構造的対話5つのステップ
千載一遇の変化による不連続な市場変化に対応するためには、将来の機会とリスクを踏まえたビジョン、戦略、実行に関する構造的対話から始める。対話により、今までのビジネスのやり方から離れて、より確実に経営資源を獲得できる。対話には5つの「力の階層」からなるフレームワークを利用し、自社が置かれている経済的競争を評価する。
①カテゴリー力
現在のポートフォリオを客観的に評価し、有望な代替カテゴリーを見つける必要がある。ここでなすべき質問は以下の通りである。
・当社の成長カテゴリーはどれか
・当社の成長を阻害する低成長カテゴリーはどれか
・将来の成長目標に対し、ポートフォリオのバランスは取れているか
・新規カテゴリーへの参入、既存カテゴリーからの撤退は必要か
前年度の事業計画には現在のカテゴリーが企業の仕組みとして固定化され、経営資源が既に割り振られている。ゆえに、そのカテゴリーに参入すべきかではなく、そこに至るのを妨げている力にどう対抗するかに多くの時間を割くべきである。
②企業力
競合他社に対する戦略的位置づけを変えるために、自社が参入しているカテゴリーにおいて強力かつ長期的な優位性を提供する資産や能力「クラウン・ジュエル」を獲得・管理する。
・当社の「クラウン・ジュエル」は何なのか
・当社のイノベーションへの投資は「クラウン・ジュエル」にフォーカスしているか
・差別化を提供するコアではない分野では、十分な最適化・合理化を行っているか
メリハリの効いた投資は企業力を作り出す基本である。
③市場力
市場セグメントのリーダーは、そのセグメントで長期的優位性を維持でき、セグメントが属する市場全体のリーダーよりも優位に立てる。ここではフォーカスが重要である。

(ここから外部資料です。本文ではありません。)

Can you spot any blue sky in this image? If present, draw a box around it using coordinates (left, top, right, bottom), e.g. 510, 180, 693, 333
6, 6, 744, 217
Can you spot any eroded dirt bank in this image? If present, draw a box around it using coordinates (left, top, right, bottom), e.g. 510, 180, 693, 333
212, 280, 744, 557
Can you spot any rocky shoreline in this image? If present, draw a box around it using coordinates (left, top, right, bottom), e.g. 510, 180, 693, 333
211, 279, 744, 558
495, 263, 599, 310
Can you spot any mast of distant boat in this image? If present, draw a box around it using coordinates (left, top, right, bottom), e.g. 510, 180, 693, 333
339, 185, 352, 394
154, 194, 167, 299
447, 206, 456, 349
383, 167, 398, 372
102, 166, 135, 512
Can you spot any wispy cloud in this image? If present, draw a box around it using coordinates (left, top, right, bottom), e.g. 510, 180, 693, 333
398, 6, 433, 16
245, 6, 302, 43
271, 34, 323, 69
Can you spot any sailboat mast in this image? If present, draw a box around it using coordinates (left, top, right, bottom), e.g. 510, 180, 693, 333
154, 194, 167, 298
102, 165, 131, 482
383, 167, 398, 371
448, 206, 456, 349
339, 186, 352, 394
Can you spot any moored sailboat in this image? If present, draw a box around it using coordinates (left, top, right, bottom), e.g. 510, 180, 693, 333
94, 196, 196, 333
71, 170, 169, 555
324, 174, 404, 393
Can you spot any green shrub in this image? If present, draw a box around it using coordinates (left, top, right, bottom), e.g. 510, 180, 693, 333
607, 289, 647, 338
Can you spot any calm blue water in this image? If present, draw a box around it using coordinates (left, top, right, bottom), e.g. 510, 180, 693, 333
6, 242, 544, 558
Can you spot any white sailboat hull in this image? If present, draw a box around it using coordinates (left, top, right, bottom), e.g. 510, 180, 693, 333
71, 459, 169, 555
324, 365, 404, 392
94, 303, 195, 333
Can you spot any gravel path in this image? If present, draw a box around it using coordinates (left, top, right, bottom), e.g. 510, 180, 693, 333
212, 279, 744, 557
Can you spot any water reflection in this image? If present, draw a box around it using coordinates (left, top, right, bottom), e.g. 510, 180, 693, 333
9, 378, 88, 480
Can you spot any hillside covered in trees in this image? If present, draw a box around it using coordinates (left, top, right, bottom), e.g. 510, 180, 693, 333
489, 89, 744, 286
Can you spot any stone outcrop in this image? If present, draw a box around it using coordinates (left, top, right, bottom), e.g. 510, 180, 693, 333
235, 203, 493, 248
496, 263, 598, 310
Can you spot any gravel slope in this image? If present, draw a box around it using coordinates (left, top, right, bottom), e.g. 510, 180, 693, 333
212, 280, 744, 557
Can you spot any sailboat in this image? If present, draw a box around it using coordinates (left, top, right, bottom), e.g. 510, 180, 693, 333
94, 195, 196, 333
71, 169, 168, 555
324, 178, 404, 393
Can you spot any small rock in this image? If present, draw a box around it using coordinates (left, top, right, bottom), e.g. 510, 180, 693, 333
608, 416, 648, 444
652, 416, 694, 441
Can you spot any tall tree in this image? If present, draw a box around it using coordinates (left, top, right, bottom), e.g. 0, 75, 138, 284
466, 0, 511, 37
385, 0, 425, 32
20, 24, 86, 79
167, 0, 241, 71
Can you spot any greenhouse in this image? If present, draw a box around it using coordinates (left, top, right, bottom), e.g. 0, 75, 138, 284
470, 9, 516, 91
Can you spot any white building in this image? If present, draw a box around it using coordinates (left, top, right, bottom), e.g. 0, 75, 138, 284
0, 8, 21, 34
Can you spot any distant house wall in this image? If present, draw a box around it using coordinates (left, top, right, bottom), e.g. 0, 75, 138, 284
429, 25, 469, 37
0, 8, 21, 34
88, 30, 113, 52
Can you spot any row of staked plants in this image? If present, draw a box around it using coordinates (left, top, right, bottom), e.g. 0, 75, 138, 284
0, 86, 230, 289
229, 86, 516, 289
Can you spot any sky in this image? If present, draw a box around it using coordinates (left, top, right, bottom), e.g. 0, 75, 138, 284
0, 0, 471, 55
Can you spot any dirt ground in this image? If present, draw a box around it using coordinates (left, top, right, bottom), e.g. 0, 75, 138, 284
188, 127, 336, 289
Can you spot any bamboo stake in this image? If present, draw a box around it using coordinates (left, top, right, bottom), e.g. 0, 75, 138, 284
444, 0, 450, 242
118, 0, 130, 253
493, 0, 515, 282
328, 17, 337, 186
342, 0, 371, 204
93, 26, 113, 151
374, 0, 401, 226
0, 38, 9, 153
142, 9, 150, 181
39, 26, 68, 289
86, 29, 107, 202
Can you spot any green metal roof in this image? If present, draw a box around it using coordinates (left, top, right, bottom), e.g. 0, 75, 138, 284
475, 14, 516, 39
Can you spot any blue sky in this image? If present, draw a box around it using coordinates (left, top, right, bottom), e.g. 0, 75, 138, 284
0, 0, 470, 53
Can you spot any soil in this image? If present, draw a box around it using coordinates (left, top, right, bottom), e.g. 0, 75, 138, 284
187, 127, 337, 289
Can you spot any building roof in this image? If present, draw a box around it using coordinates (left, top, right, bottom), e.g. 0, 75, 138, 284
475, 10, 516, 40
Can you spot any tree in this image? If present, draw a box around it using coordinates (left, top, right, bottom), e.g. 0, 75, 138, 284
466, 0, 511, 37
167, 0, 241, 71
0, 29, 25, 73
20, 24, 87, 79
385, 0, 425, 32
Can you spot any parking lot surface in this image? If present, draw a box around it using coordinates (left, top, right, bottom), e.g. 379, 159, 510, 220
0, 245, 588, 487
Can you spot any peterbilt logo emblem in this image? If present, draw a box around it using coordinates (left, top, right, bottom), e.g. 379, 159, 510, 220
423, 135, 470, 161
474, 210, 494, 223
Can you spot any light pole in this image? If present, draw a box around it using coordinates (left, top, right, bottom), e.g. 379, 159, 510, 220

・市場セグメントは重要とみなされるほど大きく、同時に決定的に勝利できるほど小さいか
・当社の市場へのコミットメントは市場力を獲得できるほどフォーカスが効いて、強力か
④製品力
経済的な成功は、メリハリの効いた投資を行ってこそ達成できる。お気に入りを複数決め、その内のどれが投資に値するかを討論し、最後まで戦い抜かなくてはならない。
・この製品はヒットが確実なのだろうか、十分な差別化要素があるか
・差別化要素をさらに拡大するためには何ができるか
⑤実行力
競合他社より先を行くためには、差別化を実現するのに十分なイノベーションを行う。次に差別化の基盤となる活動を制度化し、長期的に維持可能にしなければならない。さらに組織を古いやり方に戻ることなく、新しい形態で先に進める転換点まで移行しなければならない。